Judging from his past behavior, I think he’ll start negotiating from Bowles-Simpson, go down from there, and then end up with a “compromise” that’s much worse from the viewpoint of progressives than even Bpwles-Simpson. He’ll do this especially, if the Rs win control of Congress. But even if the Ds win both Houses, I think he’ll still do it, because I believe his vision has always been to get rid of the New Deal as much as he can, and to implement neoliberalism more fully.

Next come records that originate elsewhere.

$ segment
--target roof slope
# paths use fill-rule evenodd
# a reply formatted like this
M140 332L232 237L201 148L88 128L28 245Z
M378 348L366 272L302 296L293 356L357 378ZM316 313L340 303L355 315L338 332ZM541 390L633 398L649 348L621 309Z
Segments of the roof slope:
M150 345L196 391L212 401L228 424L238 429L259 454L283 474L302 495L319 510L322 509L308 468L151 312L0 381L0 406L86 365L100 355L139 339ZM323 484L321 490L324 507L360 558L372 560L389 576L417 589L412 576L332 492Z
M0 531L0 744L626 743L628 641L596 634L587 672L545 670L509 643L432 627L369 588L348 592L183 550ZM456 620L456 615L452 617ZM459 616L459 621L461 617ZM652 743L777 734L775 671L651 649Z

If Romney wins, finally, I still think that Obama will try to broker a deal based on Bowles-Simpson in the lame duck, and will probably call Romney in to bring some of the Republicans over on tax increases. So, given all the possibilities I think it’s November for the crisis and then a settlement using Bowles-Simpson or some variant of it, and that the middle and working classes, women, seniors, and the vulnerable will take another big hit from the austerians, while the rest of us experience the lost decade, or even more if we can’t get rid of the neoliberals before then.
What He Should Do?
What President Obama should do is to take the whole debt ceiling issue off the table right now, and for the foreseeable future by minting the $60 T proof platinum coin, and follow up by paying down the debt subject to the limit drastically, and pressuring the Rs with massive stimulus bills that won’t involve any “deficits” in the sense of a gap between revenue and spending. I’d like to see the Rs oppose massive spending to get the economy going, or Medicare for All, when the money to pay for these is already in the Treasury General Account (TGA). Good luck with that!